When it comes to performance, it’s just about playing, a musician can be a virtuoso without having the need for composing. Technique alone can make someone a virtuoso.
In concerts, the virtuoso approaches each performance, each interpretation as a unique occasion – something I feel is increasingly hard for performers when high-quality recordings are so readily available, benchmarks by which pianistic prowess is measured and which lead audiences to expect a certain manner of playing in live concerts. The virtuoso appreciates that there is no one “perfect” rendition of a Beethoven Concerto or Chopin Étude; that one should never aspire to have the “last word” on any work. It is for this reason that many of us seek out the same virtuoso performers in the same repertoire, either on disc or in concert, to hear how their view of certain works changes and develops over time. Yet for some musicians the constant revisiting of certain works (the Beethoven piano sonatas, for example), or playing them on different instruments (fortepiano, for example) suggests an overly reverential or literal attitude to the composer’s “intentions” as they perceive them, and a wish/need to make a final statement on this music and set it in stone. Such performances, for me at least, may come across not as virtuosic but rather as academic, mannered or overly precious.
The Cross-Eyed Pianist
The concept of virtusism is generally more tied to the performance itself, and by 19th century standards which is when this notion came to be, it referred mostly to a masculine artist that was able to perform complex pieces of music with fast and precise playing.

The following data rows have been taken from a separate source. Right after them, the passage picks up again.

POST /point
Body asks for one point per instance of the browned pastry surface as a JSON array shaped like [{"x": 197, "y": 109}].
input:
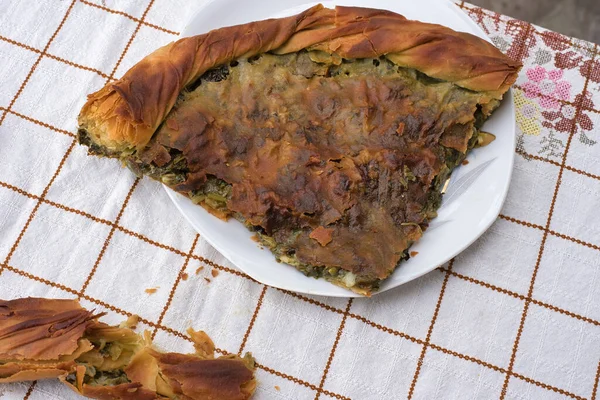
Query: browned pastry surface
[
  {"x": 125, "y": 114},
  {"x": 330, "y": 133},
  {"x": 46, "y": 338}
]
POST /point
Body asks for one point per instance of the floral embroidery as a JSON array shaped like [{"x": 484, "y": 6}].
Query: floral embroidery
[
  {"x": 542, "y": 57},
  {"x": 546, "y": 87},
  {"x": 528, "y": 114}
]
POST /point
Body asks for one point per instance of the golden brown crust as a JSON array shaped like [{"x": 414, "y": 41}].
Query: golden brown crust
[
  {"x": 194, "y": 378},
  {"x": 41, "y": 329},
  {"x": 45, "y": 338},
  {"x": 125, "y": 114}
]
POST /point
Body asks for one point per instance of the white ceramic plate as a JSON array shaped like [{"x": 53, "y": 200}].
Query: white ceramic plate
[{"x": 471, "y": 204}]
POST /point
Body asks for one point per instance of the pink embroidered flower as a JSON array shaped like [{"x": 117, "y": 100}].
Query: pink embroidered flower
[{"x": 546, "y": 87}]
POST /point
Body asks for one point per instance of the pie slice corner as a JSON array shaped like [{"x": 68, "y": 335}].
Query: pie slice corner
[{"x": 330, "y": 133}]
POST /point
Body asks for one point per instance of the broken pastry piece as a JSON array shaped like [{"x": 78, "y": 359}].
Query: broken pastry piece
[
  {"x": 46, "y": 338},
  {"x": 330, "y": 133}
]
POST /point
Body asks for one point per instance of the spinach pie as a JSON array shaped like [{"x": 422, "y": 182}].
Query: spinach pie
[{"x": 330, "y": 133}]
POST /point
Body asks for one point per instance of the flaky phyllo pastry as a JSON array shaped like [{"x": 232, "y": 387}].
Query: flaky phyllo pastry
[
  {"x": 329, "y": 133},
  {"x": 45, "y": 338}
]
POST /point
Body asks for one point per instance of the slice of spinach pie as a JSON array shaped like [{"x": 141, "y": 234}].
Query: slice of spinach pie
[{"x": 329, "y": 133}]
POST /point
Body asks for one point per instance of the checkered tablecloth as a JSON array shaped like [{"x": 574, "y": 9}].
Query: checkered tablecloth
[{"x": 516, "y": 316}]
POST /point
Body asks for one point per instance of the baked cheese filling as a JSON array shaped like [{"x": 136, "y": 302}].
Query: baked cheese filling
[{"x": 338, "y": 165}]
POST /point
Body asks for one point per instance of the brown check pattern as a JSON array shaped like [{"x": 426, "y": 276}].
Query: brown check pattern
[{"x": 515, "y": 316}]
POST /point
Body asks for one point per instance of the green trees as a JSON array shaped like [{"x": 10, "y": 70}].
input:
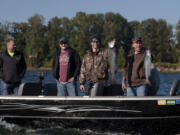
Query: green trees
[
  {"x": 35, "y": 38},
  {"x": 156, "y": 35}
]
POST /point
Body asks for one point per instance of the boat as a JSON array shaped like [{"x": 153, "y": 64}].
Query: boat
[{"x": 85, "y": 111}]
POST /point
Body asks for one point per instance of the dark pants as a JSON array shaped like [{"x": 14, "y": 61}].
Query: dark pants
[
  {"x": 95, "y": 89},
  {"x": 8, "y": 89}
]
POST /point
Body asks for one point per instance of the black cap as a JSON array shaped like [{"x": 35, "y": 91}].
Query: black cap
[
  {"x": 137, "y": 39},
  {"x": 95, "y": 39},
  {"x": 63, "y": 40}
]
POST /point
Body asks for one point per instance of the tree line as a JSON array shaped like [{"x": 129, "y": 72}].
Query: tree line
[{"x": 35, "y": 38}]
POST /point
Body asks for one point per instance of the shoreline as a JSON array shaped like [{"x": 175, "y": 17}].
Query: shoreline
[{"x": 160, "y": 69}]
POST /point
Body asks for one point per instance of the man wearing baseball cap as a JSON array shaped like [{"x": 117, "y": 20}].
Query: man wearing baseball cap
[
  {"x": 12, "y": 68},
  {"x": 94, "y": 69},
  {"x": 134, "y": 71},
  {"x": 66, "y": 68}
]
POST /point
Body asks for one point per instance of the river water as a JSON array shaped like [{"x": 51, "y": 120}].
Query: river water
[{"x": 166, "y": 80}]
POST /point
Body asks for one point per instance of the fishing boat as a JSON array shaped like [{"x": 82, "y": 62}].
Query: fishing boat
[{"x": 110, "y": 109}]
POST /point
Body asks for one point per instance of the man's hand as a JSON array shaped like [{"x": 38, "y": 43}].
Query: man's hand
[
  {"x": 82, "y": 88},
  {"x": 123, "y": 86},
  {"x": 71, "y": 79}
]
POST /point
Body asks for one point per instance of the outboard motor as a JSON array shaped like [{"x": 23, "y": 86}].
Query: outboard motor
[
  {"x": 33, "y": 89},
  {"x": 174, "y": 88}
]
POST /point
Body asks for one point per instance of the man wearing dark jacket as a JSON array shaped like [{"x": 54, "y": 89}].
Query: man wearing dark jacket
[
  {"x": 134, "y": 71},
  {"x": 66, "y": 68},
  {"x": 12, "y": 68}
]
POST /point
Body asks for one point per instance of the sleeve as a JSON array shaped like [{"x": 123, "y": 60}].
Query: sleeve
[
  {"x": 82, "y": 77},
  {"x": 125, "y": 70},
  {"x": 78, "y": 65},
  {"x": 23, "y": 66},
  {"x": 54, "y": 66},
  {"x": 1, "y": 66}
]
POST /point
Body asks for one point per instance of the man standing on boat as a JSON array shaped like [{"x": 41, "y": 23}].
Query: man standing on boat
[
  {"x": 12, "y": 68},
  {"x": 134, "y": 71},
  {"x": 94, "y": 69},
  {"x": 66, "y": 68}
]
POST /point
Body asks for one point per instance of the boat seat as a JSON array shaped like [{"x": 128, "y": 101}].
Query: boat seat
[
  {"x": 29, "y": 89},
  {"x": 35, "y": 89},
  {"x": 174, "y": 88},
  {"x": 50, "y": 89},
  {"x": 113, "y": 90}
]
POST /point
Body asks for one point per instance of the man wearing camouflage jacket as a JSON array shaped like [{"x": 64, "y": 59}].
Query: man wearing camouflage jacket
[{"x": 94, "y": 69}]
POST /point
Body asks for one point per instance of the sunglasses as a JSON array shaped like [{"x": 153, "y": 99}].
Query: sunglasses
[{"x": 61, "y": 43}]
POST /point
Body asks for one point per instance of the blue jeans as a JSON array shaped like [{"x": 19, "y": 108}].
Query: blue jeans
[
  {"x": 66, "y": 89},
  {"x": 7, "y": 89},
  {"x": 137, "y": 90}
]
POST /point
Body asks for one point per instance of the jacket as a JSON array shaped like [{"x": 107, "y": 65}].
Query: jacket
[
  {"x": 94, "y": 67},
  {"x": 12, "y": 69},
  {"x": 73, "y": 65},
  {"x": 134, "y": 70}
]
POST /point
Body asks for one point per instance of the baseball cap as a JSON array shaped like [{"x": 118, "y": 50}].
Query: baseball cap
[{"x": 63, "y": 40}]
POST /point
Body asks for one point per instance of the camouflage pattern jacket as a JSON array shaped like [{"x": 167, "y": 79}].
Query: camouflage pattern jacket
[{"x": 94, "y": 66}]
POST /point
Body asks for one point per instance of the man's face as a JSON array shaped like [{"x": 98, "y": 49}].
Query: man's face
[
  {"x": 63, "y": 46},
  {"x": 11, "y": 46},
  {"x": 137, "y": 45},
  {"x": 95, "y": 45}
]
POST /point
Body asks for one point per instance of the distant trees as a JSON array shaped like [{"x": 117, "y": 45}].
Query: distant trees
[{"x": 37, "y": 38}]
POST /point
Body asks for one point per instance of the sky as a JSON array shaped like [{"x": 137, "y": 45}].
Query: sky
[{"x": 21, "y": 10}]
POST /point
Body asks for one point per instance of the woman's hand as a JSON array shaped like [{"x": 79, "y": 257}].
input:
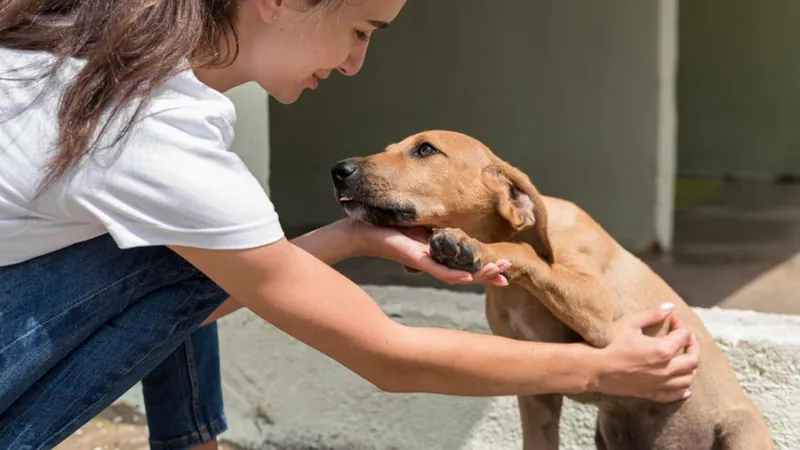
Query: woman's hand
[
  {"x": 659, "y": 368},
  {"x": 411, "y": 247}
]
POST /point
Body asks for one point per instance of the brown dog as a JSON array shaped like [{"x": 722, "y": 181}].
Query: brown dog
[{"x": 569, "y": 280}]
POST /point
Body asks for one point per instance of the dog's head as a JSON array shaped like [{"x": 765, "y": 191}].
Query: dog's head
[{"x": 437, "y": 179}]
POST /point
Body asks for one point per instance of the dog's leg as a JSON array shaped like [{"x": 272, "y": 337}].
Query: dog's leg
[
  {"x": 540, "y": 416},
  {"x": 743, "y": 430},
  {"x": 574, "y": 295}
]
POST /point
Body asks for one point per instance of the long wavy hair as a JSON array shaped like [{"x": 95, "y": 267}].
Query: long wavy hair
[{"x": 131, "y": 47}]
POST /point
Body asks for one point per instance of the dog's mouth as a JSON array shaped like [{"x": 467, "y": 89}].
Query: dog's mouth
[{"x": 368, "y": 209}]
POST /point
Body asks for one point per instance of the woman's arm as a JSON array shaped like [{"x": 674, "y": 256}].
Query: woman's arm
[
  {"x": 345, "y": 239},
  {"x": 301, "y": 295}
]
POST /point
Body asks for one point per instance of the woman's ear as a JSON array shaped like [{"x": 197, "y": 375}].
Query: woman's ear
[
  {"x": 411, "y": 270},
  {"x": 520, "y": 203}
]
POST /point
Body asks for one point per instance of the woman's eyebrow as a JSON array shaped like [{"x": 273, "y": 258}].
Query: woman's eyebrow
[{"x": 378, "y": 23}]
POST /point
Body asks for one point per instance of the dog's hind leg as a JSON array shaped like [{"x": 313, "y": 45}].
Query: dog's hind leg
[
  {"x": 540, "y": 416},
  {"x": 743, "y": 430}
]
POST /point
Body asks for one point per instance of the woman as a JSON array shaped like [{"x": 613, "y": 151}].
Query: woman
[{"x": 125, "y": 223}]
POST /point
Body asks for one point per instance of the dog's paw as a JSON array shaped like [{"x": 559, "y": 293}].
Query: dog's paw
[{"x": 453, "y": 248}]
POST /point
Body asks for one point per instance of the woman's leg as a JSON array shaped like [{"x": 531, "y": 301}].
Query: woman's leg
[
  {"x": 82, "y": 325},
  {"x": 183, "y": 395}
]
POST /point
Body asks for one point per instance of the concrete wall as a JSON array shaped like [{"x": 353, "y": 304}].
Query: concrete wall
[
  {"x": 578, "y": 94},
  {"x": 738, "y": 88},
  {"x": 281, "y": 394},
  {"x": 252, "y": 141}
]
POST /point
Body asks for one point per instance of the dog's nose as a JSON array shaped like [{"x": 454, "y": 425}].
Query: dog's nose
[{"x": 345, "y": 170}]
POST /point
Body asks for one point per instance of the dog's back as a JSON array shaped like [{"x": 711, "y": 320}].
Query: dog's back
[{"x": 716, "y": 413}]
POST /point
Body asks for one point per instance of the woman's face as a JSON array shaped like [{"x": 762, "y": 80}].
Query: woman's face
[{"x": 287, "y": 49}]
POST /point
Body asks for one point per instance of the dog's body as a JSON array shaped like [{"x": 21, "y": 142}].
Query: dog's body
[{"x": 569, "y": 281}]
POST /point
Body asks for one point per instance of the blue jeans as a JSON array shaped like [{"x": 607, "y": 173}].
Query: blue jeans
[{"x": 82, "y": 325}]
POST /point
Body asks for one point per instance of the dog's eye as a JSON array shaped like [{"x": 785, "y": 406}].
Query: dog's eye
[{"x": 425, "y": 150}]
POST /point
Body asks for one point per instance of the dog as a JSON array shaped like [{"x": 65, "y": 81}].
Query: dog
[{"x": 569, "y": 281}]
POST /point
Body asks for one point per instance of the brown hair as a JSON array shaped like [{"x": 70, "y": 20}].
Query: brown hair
[{"x": 130, "y": 47}]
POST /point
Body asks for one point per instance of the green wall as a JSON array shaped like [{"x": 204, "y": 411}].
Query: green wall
[
  {"x": 739, "y": 88},
  {"x": 568, "y": 91}
]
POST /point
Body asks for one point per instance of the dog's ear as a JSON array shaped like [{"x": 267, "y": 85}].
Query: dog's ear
[{"x": 520, "y": 203}]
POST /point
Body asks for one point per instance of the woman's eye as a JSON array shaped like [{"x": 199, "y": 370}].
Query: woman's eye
[
  {"x": 425, "y": 150},
  {"x": 362, "y": 36}
]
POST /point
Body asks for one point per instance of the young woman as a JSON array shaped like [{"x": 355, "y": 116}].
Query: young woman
[{"x": 125, "y": 223}]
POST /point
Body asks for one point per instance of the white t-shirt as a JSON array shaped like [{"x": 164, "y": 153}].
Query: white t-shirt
[{"x": 172, "y": 181}]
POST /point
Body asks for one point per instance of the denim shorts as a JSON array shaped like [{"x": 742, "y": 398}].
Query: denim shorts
[{"x": 82, "y": 325}]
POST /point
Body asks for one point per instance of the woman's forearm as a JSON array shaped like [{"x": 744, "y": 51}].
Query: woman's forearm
[
  {"x": 330, "y": 244},
  {"x": 492, "y": 365}
]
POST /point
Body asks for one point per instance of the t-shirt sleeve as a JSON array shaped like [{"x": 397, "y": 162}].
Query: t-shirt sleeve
[{"x": 173, "y": 181}]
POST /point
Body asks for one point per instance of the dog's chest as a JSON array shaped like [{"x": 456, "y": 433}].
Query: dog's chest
[{"x": 513, "y": 312}]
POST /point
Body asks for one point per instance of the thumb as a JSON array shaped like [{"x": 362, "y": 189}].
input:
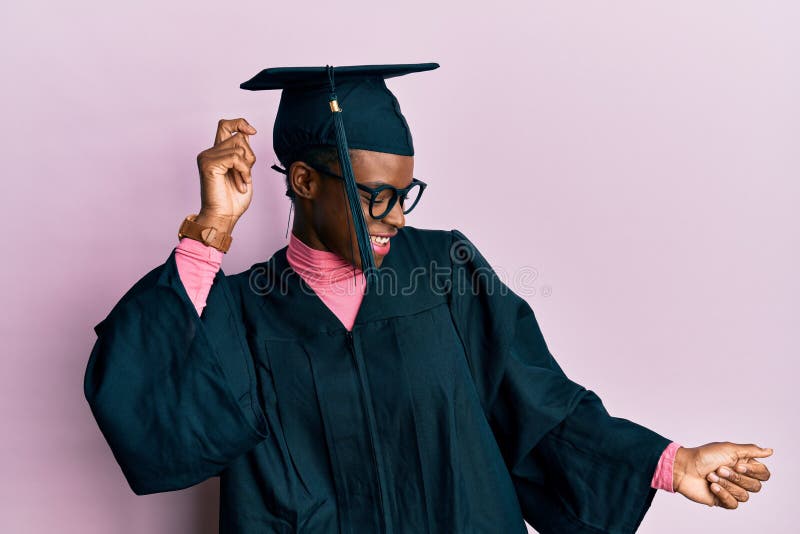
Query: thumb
[{"x": 752, "y": 451}]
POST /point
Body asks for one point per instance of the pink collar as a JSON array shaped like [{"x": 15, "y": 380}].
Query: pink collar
[{"x": 321, "y": 266}]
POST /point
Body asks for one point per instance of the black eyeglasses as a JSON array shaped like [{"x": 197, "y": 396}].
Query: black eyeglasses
[{"x": 383, "y": 198}]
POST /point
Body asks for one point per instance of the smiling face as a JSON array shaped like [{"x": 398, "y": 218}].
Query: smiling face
[{"x": 323, "y": 219}]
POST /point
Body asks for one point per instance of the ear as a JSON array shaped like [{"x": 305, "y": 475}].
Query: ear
[{"x": 304, "y": 182}]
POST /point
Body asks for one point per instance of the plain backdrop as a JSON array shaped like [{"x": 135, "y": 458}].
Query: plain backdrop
[{"x": 637, "y": 160}]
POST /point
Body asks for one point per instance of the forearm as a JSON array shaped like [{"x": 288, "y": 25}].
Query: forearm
[{"x": 664, "y": 476}]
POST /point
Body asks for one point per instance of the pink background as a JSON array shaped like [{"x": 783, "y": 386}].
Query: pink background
[{"x": 647, "y": 155}]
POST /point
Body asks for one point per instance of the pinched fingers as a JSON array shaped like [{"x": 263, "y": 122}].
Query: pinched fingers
[
  {"x": 227, "y": 127},
  {"x": 745, "y": 482},
  {"x": 241, "y": 144},
  {"x": 753, "y": 468}
]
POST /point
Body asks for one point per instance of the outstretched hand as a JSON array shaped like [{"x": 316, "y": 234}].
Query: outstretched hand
[{"x": 720, "y": 473}]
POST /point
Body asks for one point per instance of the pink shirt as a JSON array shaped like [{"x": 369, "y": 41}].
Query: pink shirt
[{"x": 331, "y": 278}]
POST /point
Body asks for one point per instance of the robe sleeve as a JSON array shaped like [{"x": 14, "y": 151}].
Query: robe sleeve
[
  {"x": 575, "y": 468},
  {"x": 174, "y": 393}
]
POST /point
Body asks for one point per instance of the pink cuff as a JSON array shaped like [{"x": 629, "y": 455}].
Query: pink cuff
[
  {"x": 197, "y": 265},
  {"x": 662, "y": 478}
]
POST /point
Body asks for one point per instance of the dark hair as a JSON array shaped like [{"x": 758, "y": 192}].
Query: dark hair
[{"x": 319, "y": 155}]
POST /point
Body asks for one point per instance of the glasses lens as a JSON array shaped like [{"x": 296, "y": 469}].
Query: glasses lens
[
  {"x": 382, "y": 203},
  {"x": 411, "y": 198}
]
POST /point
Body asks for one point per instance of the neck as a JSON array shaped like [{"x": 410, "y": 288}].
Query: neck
[{"x": 318, "y": 264}]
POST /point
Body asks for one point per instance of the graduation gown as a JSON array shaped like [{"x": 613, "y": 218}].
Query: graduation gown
[{"x": 441, "y": 411}]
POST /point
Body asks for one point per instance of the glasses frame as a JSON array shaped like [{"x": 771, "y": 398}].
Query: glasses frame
[{"x": 374, "y": 192}]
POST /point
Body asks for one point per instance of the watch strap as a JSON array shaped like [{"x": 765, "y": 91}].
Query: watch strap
[{"x": 208, "y": 235}]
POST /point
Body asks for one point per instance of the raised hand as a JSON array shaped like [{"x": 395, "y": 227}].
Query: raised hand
[{"x": 225, "y": 175}]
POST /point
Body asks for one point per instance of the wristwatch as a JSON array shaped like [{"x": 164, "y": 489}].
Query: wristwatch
[{"x": 208, "y": 235}]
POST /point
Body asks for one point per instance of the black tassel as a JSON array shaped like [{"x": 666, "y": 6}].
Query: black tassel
[{"x": 362, "y": 232}]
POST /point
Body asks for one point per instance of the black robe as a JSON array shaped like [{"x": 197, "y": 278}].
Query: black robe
[{"x": 442, "y": 411}]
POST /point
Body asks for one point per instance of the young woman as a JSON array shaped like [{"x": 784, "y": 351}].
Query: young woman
[{"x": 424, "y": 401}]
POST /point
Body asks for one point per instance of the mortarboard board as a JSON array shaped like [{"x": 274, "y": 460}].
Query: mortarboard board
[{"x": 346, "y": 107}]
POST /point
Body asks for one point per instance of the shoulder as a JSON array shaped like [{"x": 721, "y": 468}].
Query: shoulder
[{"x": 433, "y": 243}]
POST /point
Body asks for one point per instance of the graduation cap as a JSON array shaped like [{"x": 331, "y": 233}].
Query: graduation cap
[{"x": 346, "y": 107}]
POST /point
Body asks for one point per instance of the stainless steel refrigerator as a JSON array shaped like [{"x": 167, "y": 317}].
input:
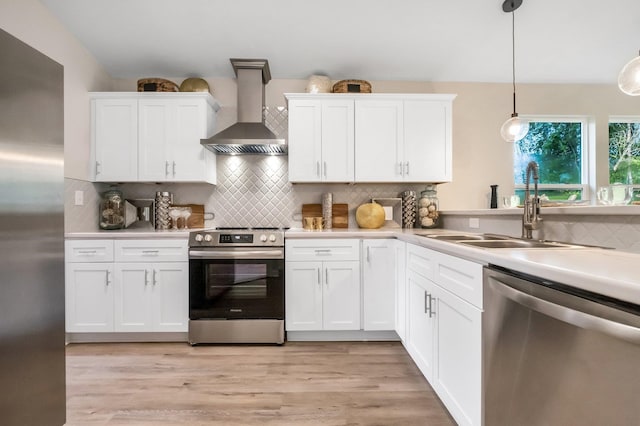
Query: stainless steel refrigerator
[{"x": 32, "y": 365}]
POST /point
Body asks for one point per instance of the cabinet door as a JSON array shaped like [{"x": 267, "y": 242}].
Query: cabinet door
[
  {"x": 378, "y": 141},
  {"x": 186, "y": 154},
  {"x": 305, "y": 140},
  {"x": 341, "y": 296},
  {"x": 154, "y": 134},
  {"x": 427, "y": 141},
  {"x": 378, "y": 284},
  {"x": 114, "y": 139},
  {"x": 133, "y": 291},
  {"x": 401, "y": 289},
  {"x": 420, "y": 327},
  {"x": 89, "y": 297},
  {"x": 458, "y": 356},
  {"x": 337, "y": 141},
  {"x": 170, "y": 304},
  {"x": 303, "y": 296}
]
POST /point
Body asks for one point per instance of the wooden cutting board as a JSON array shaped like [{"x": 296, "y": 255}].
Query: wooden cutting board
[
  {"x": 339, "y": 216},
  {"x": 196, "y": 220}
]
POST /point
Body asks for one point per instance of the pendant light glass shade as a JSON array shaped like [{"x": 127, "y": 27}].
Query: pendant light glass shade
[
  {"x": 629, "y": 77},
  {"x": 514, "y": 129}
]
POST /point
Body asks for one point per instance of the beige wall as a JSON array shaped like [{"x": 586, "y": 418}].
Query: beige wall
[
  {"x": 480, "y": 157},
  {"x": 32, "y": 23}
]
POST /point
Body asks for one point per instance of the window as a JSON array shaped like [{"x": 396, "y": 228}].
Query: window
[
  {"x": 624, "y": 151},
  {"x": 558, "y": 145}
]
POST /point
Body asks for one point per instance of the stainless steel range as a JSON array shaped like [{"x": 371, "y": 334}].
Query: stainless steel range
[{"x": 236, "y": 286}]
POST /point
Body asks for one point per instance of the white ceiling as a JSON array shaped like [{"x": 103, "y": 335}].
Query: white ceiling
[{"x": 568, "y": 41}]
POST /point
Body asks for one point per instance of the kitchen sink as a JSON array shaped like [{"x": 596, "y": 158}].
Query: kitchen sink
[
  {"x": 468, "y": 237},
  {"x": 517, "y": 243}
]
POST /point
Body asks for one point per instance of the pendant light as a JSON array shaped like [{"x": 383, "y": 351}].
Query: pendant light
[
  {"x": 514, "y": 128},
  {"x": 629, "y": 77}
]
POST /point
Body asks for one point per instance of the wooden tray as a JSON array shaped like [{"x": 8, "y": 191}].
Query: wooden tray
[{"x": 339, "y": 216}]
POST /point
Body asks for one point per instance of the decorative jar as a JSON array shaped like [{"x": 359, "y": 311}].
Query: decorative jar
[{"x": 428, "y": 211}]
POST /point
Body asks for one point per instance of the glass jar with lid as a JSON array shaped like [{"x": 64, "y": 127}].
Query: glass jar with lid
[
  {"x": 428, "y": 211},
  {"x": 111, "y": 210}
]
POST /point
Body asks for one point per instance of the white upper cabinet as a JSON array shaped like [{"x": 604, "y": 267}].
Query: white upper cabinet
[
  {"x": 321, "y": 140},
  {"x": 407, "y": 139},
  {"x": 370, "y": 137},
  {"x": 152, "y": 137}
]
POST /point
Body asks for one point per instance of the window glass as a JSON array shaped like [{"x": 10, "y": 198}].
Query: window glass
[{"x": 557, "y": 146}]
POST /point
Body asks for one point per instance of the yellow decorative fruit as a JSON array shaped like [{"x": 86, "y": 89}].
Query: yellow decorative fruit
[{"x": 370, "y": 216}]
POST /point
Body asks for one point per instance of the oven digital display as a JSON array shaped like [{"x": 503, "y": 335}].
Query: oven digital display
[{"x": 236, "y": 238}]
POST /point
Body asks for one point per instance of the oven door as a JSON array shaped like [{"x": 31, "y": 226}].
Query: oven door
[{"x": 235, "y": 283}]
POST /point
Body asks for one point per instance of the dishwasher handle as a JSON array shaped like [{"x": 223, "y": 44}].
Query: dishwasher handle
[{"x": 564, "y": 313}]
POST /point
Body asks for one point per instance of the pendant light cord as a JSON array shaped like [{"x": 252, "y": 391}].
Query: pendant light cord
[{"x": 513, "y": 57}]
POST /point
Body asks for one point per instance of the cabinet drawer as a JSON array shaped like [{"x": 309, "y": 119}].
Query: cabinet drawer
[
  {"x": 170, "y": 250},
  {"x": 461, "y": 277},
  {"x": 88, "y": 250},
  {"x": 420, "y": 260},
  {"x": 320, "y": 250}
]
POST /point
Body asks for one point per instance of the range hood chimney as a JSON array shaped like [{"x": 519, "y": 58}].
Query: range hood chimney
[{"x": 249, "y": 135}]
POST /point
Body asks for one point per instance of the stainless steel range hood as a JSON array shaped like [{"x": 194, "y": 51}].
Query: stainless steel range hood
[{"x": 249, "y": 135}]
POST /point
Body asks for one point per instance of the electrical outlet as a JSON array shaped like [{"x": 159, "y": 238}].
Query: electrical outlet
[{"x": 79, "y": 198}]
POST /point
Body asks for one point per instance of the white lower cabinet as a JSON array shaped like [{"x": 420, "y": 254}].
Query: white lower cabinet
[
  {"x": 322, "y": 288},
  {"x": 127, "y": 286},
  {"x": 444, "y": 329},
  {"x": 378, "y": 284},
  {"x": 151, "y": 296},
  {"x": 89, "y": 297}
]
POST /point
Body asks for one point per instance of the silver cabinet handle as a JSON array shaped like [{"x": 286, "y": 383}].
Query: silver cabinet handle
[{"x": 431, "y": 311}]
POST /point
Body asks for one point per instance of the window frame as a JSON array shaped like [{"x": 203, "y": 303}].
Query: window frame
[
  {"x": 585, "y": 175},
  {"x": 619, "y": 119}
]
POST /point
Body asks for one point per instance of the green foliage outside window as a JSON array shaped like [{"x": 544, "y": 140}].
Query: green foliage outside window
[
  {"x": 556, "y": 147},
  {"x": 624, "y": 153}
]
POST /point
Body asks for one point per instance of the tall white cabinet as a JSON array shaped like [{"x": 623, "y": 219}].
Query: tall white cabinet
[
  {"x": 370, "y": 137},
  {"x": 152, "y": 137}
]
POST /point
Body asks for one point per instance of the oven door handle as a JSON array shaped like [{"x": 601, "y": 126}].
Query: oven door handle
[{"x": 244, "y": 254}]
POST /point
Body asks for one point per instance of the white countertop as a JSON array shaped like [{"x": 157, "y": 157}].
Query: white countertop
[{"x": 608, "y": 272}]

While this may be true, what about the composition itself? Well in the 19th century the virtuoso was the composer many times, but there were cases in which the composer would rather someone else play it. How is it that something can be thought but not performed as the composer intended it to be played?
What do we actually mean by compositional virtuosity? – A compositional sense of technical virtuosic display or mastery in the context of that art or practice in a similar or parallel sense to that of the performer. As a composer, I am not trying to steal limelight from the performer, but I am aware that the composer as an artist also must possess appropriate technique, stamina, technical agility etc. in order to be a master of their art. This is better perceived in the finished artefact (either score or performance) rather than in the process (in as much as one can separate the process from the finished result of course).
This was presented by Peter Fribbins at the Virtuosity and Performance Mastery symposium.
So in a way one must be a virtuoso in both categories in order to be able to compose something that only a virtuoso can play. However there is another factor that can’t really be measured by how polished the technique is or how fast the musician can be, sometimes it’s something else.
There is the example of one of the two greatest pianists/composers of all time Chopin and Lizst who actually shared quite a lot during their prime. Chopin said: ” I would love myself to acquire from him[Liszt] the manner in which he plays my etudes.”
Why Lizst, shouldn’t Chopin be better at his own composition? Or is he a better composer by aknowledging the fact that someone else is better suited for the performance, not because of virtusism but Lizst personality and approach to music.
So yes virtusism is present in composition but that doesn’t necessarily mean it’s also present in performance. While there are no concrete answers, thinking about this may be useful when teaching or as something to just reflect upon.